Fault tolerance software for dynamic distributed systems

The challenge is to tolerate faults despite sources of uncertainty such as the locality of knowledge (no global view) and the asynchrony of distributed nodes.

Source of uncertainty: locality of knowledge; routing algorithms

This work is set in the context of networks and focuses on the properties of routing algorithms robust to a set of random faults. More precisely, we are interested in routing protocols robust to communication infrastructure failures and study their ability to exploit an initially k-connected infrastructure (topology). The particularity of our approach is to develop local algorithms, where each router in the topology must make routing decisions (to whom to relay a packet) that depend solely on its local view, i.e. the state of its ports and the current packet. This property is very interesting in practice, since the absence of communication enables millisecond reactions compared with "global" approaches with latencies of the order of a second. The performance gain is particularly well suited to local networks with dense traffic, such as data centers. It's also a difficult theoretical challenge: the absence of information on the global state of the network forces us to design solutions by considering all possible states a priori. As the number of possible states explodes combinatorially with the number of faults, exhaustive exploration of these states is outlawed, leaving room for more refined approaches based on efficient abstractions.

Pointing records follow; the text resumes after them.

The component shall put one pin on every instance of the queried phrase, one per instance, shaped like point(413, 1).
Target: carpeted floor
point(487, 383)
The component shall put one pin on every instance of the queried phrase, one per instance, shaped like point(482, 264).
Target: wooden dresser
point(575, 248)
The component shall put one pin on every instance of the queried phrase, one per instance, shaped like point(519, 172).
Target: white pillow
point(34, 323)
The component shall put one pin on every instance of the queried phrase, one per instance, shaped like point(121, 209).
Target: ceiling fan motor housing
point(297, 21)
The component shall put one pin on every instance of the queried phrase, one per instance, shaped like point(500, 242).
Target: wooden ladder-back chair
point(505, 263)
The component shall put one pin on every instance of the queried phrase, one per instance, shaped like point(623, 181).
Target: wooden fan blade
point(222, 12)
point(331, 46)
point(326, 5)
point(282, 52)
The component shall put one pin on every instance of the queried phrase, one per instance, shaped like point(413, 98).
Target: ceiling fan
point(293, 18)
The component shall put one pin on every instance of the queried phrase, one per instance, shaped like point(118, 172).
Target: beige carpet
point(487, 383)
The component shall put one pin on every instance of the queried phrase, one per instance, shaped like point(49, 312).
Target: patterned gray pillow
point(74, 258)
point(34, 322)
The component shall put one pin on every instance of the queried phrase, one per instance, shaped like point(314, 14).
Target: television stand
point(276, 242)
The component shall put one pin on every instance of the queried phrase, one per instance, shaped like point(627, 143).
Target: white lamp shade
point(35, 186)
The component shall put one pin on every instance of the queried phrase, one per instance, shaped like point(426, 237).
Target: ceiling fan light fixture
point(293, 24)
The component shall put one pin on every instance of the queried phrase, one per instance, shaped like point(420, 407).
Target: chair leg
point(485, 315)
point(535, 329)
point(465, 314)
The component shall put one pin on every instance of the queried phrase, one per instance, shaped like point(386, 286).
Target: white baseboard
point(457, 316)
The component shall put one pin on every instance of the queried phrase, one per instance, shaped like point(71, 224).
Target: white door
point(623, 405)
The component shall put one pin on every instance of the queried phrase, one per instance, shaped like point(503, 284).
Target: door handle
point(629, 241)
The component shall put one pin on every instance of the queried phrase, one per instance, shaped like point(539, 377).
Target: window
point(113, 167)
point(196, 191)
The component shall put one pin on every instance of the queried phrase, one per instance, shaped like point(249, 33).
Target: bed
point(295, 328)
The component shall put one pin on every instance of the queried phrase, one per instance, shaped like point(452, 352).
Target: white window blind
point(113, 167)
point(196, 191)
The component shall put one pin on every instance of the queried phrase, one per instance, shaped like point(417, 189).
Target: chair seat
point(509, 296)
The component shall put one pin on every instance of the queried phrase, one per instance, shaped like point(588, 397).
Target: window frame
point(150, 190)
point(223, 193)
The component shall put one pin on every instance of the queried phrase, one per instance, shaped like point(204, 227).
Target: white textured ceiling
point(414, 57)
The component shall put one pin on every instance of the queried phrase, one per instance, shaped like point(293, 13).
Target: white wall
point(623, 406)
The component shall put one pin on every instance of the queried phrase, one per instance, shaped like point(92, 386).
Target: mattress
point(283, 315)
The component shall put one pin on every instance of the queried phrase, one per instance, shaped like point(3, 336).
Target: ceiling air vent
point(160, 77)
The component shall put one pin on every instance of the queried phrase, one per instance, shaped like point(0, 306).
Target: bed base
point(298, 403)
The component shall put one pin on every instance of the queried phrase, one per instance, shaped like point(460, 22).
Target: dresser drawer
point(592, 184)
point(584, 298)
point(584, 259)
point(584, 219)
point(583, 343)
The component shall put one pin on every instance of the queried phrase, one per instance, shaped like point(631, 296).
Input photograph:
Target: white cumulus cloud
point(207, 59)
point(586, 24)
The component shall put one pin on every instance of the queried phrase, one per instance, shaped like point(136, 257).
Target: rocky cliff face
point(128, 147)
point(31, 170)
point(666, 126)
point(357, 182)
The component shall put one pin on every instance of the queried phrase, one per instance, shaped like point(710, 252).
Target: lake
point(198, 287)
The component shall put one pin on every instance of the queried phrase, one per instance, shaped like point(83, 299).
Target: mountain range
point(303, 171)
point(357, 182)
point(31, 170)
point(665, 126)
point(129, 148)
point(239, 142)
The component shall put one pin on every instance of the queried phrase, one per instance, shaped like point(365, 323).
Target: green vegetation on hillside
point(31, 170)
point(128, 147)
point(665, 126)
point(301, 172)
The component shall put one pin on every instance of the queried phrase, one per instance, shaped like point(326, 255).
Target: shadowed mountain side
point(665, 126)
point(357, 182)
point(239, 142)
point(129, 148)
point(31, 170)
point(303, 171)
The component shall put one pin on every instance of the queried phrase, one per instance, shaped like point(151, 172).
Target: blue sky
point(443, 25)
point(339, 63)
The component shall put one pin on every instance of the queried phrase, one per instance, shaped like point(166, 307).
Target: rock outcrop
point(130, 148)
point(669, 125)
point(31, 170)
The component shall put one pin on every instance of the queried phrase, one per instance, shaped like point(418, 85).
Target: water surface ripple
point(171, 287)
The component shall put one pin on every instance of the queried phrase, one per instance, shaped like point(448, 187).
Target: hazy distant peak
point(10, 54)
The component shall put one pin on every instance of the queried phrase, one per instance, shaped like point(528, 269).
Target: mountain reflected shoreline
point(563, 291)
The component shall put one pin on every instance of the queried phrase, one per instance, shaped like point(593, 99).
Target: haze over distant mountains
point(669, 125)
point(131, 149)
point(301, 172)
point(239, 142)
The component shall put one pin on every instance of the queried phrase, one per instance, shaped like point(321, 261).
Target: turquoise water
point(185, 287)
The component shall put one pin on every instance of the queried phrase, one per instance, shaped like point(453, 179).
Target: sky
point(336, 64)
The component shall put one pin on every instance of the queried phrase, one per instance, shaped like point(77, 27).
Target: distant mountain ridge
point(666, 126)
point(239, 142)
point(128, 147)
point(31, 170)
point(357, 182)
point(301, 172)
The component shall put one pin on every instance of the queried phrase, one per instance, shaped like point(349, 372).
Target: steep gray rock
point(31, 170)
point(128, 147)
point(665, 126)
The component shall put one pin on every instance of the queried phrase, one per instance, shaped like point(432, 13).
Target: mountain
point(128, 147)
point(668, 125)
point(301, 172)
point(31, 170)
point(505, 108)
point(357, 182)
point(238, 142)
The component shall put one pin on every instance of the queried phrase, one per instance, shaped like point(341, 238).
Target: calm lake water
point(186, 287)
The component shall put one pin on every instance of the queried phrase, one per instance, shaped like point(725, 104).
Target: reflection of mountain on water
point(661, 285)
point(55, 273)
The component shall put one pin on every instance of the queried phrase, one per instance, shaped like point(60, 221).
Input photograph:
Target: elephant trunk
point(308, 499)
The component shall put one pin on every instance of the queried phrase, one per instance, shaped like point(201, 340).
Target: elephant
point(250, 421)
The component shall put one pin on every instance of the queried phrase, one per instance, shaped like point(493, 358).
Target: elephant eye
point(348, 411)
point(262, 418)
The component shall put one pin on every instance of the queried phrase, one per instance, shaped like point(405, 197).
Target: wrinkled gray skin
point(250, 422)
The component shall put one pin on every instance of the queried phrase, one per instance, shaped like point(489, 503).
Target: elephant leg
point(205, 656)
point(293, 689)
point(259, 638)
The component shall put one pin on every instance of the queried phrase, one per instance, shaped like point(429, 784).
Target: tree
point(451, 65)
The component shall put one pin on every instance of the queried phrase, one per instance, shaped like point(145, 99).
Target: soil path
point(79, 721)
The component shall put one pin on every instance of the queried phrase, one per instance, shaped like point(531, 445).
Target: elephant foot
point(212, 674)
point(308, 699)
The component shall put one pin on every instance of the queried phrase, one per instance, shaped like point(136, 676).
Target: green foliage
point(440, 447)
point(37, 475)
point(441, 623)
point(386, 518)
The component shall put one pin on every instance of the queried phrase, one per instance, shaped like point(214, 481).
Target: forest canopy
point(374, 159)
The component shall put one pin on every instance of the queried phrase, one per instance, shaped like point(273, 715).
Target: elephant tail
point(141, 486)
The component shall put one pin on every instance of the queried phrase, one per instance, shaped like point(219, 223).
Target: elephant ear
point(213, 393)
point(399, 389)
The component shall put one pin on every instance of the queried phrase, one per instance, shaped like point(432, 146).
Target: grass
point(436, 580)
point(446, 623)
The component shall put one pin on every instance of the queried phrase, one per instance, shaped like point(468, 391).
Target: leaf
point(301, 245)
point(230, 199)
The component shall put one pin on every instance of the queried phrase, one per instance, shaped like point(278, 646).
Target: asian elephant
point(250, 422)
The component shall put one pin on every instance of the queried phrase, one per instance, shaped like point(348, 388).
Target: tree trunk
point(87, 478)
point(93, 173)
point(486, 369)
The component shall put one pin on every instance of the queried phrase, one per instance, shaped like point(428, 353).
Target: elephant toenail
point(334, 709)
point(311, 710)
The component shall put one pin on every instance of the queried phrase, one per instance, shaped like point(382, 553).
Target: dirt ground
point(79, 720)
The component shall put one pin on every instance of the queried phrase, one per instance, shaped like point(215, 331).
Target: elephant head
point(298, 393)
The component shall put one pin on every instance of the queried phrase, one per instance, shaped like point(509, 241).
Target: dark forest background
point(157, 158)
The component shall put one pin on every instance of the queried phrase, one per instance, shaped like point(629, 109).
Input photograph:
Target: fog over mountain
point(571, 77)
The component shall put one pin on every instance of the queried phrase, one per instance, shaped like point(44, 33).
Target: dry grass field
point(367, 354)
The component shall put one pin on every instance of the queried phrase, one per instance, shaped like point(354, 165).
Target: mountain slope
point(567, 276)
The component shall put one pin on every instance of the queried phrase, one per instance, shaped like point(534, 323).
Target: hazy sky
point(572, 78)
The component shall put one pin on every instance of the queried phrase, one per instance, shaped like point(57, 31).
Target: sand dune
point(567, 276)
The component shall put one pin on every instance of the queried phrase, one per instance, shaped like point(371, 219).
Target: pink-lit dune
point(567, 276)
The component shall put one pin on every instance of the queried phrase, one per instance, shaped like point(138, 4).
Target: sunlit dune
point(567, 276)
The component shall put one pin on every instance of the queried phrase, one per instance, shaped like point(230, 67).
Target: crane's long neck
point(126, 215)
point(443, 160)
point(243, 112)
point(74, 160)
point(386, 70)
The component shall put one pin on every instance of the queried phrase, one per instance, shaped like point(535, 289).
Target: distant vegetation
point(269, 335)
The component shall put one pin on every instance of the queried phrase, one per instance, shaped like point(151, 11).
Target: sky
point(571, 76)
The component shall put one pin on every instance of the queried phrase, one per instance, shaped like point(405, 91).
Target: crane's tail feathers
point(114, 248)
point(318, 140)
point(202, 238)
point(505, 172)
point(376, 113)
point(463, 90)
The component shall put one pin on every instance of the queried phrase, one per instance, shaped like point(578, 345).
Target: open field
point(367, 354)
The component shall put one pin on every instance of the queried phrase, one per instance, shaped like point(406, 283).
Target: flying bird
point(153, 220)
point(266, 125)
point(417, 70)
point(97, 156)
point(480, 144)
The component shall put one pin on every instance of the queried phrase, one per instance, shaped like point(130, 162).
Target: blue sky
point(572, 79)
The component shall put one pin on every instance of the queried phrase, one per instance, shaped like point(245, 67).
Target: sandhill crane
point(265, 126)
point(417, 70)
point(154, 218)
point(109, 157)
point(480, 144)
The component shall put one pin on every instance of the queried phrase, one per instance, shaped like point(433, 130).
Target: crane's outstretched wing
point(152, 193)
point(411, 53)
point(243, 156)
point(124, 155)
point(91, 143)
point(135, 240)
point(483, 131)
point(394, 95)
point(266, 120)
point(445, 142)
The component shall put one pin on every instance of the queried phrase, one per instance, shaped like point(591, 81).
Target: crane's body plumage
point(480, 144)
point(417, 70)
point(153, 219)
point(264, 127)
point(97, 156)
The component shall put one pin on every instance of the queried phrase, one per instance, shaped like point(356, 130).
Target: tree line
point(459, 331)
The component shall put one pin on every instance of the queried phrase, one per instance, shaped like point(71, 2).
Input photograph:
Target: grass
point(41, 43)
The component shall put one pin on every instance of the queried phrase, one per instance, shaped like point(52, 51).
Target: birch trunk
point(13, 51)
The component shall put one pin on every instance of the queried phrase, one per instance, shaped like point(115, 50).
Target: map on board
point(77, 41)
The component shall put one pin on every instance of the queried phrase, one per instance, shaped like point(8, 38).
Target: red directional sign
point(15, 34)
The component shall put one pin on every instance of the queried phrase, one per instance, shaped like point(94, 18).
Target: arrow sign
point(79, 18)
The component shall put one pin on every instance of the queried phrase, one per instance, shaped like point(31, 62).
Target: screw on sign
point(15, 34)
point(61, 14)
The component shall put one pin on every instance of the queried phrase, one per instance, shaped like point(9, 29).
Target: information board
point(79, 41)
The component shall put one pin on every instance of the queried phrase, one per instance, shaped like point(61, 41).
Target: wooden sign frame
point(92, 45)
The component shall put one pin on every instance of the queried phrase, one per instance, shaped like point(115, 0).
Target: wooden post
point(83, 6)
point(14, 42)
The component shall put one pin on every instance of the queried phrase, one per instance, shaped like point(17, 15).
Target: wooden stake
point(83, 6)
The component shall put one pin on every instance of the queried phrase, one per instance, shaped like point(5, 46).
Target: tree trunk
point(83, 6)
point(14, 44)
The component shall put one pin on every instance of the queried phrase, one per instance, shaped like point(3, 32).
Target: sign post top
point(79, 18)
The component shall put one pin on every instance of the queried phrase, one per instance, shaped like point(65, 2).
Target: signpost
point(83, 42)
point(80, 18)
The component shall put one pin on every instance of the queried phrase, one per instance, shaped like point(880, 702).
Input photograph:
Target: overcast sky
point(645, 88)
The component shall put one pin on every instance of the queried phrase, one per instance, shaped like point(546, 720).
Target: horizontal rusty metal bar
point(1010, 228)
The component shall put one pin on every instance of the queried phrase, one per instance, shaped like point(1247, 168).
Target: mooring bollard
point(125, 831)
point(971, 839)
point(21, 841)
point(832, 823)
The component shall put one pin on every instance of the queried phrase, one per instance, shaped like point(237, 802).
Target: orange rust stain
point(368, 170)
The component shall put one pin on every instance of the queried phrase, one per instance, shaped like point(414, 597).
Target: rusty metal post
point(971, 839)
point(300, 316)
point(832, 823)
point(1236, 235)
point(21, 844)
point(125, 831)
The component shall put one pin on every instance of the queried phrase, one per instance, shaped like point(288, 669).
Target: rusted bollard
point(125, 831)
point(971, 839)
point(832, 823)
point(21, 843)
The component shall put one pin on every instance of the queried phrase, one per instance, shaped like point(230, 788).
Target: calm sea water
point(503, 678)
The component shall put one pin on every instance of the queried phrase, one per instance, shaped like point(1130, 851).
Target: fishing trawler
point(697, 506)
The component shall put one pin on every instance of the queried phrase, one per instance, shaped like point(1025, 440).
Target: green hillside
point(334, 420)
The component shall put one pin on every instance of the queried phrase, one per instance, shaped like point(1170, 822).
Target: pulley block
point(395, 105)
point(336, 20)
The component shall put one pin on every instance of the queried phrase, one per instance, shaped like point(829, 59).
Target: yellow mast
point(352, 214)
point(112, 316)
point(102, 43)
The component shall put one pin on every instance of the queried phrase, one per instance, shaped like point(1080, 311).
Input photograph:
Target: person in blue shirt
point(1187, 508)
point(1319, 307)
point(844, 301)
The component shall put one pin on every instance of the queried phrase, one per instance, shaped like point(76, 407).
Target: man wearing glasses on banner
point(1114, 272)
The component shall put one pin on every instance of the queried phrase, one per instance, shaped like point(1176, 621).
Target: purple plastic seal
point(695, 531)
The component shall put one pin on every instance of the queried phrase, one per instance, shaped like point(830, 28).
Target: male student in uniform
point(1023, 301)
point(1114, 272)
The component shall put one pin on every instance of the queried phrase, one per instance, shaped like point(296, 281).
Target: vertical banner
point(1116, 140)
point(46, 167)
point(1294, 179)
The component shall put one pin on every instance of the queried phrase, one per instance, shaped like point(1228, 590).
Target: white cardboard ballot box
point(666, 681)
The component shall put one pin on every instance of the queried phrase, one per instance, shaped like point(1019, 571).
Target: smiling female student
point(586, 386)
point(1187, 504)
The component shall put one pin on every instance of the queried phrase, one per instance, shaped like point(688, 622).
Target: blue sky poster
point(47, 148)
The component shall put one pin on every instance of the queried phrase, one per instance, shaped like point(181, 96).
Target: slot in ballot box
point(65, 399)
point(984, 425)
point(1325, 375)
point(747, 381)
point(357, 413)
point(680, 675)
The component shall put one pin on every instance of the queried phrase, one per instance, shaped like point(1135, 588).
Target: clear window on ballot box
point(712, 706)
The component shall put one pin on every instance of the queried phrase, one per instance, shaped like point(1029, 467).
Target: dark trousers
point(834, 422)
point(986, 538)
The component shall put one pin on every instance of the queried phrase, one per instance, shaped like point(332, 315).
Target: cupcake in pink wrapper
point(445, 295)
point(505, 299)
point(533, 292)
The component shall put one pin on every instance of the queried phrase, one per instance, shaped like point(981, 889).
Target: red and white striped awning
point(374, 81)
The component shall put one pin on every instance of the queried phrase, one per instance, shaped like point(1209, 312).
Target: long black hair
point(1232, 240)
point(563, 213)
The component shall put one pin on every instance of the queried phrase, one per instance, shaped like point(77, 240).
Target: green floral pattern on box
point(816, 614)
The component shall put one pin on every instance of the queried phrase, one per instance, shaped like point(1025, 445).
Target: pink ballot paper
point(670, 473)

With this in mind, we show that such a routing protocol is necessarily forced to compromise between three desirable properties of such a routing solution, namely that it 1) is fault-tolerant (traffic maintained despite faults), 2) limits the detour length of the packets concerned, and 3) naturally balances the load on surviving links[1].

We also provide efficient routing solutions[2],[3] in the form of exact algorithms or heuristic approaches.

Source of uncertainty: asynchrony; wait-free algorithms

State machine replication is a major fault-tolerance technique, deployed particularly in clouds. It uses a form of consensus to guarantee the consistency of different replicas.

We have developed an algorithmic mechanism highlighting the effect of temporal uncertainty on the consistency of a replication system[4]. When the system is fully synchronous - all processes run at the same speed - it is possible to implement this replication technique. The more asynchronous the system, the more the performance of the replication system degrades. This work formalizes this trade-off, and proposes a formal definition of asynchrony in a distributed system.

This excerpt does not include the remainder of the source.